Hurricane Katrina has prompted Americans to donate more than $700 million to charity, reports the Chronicle of Philanthropy. So many suckers, so little foresight. Government has been shirking its basic responsibilities since the ’80s, when Ronald Reagan sold us his belief that the sick, poor and unlucky should no longer count on “big government” to help them, but should rather live and die at the whim of contributors to private charities. The Katrina disaster, whose total damage estimate has risen from $100 to $125 billion, marks the culmination of Reagan’s privatization of despair.
The American Red Cross leads the post-Katrina sweepstakes, quickly closing in on the $534 million it took in just after 9/11. But Red Cross spokeswoman Sheila Graham told the AP it needs another half billion “to provide emergency relief over the coming weeks for thousands of evacuees who have scattered among 675 of its shelters in 23 states.” Shelley Borysiewicz of Catholic Charities USA, which has raised $7 million thus far, also continues to solicit donations: “We don’t want people to lose sight of the fact that this is going to take years of recovery, and we’re going to be there to help the people who fall through the cracks.”
What “cracks”? Why should New Orleans’ dispossessed have to live in private shelters? We live in the United States, not Mali. There’s only one reason flood victims aren’t getting help from the government: because the government refuses to help them. The Red Cross and its cohorts are letting lazy, incompetent and corrupt politicians off the hook, and so are their donors.

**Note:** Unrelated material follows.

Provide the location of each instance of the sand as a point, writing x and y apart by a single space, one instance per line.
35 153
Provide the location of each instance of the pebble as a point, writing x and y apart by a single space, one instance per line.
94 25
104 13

Disaster relief is too important to be left to private fundraisers, with their self-sustaining fundraising expenses, administrative overhead (nine percent for the Red Cross) and their parochial, often religious, agendas. It’s also way too expensive. In the final analysis, after the floodwaters have receded and the poor neighborhoods of New Orleans have been razed under eminent domain, major charities will be lucky if they’ve managed to raise one percent of the total cost of Katrina. Congress, recognizing the reality that only the federal government possesses the means to deal with the calamity, has already allocated $58 billion–over 70 times the amount raised by charities–to flood relief along the Gulf of Mexico. As Bush says, that’s only a “down payment.”
In that last paragraph, Rall rants that private charities can’t do it alone and that the taxpayer–his preferred source of funding–is being soaked for 70 times what private charities are giving. Rather obviously, then, we haven’t abdicated our societal responsibilities here. Private charity is playing an important, but very small, part here.
Why should it be up to the government–i.e., the taxpayers–to shoulder the entire burden? Most of the $100-$125 billion estimate is lost buildings and similar damage to private property. That’s not a public responsibility. Protecting onesself from catastrophic damage is what insurance is for, after all. Of course, if these properties are “razed under eminent domain” then, by constitutional dictate, the taxpayers will be on the hook for the fair market value, presumably pre-Katrina.
Most of the rest of the column is Rall spewing venom at his favorite targets: the war in Iraq and “tax cuts for the rich.” Those are really separate arguments and have little to do with Katrina relief. If the war is worth fighting, then it’s worth fighting regardless of other expenses. And vice versa. Ditto the degree of flatness vice “progressivity” in the tax code.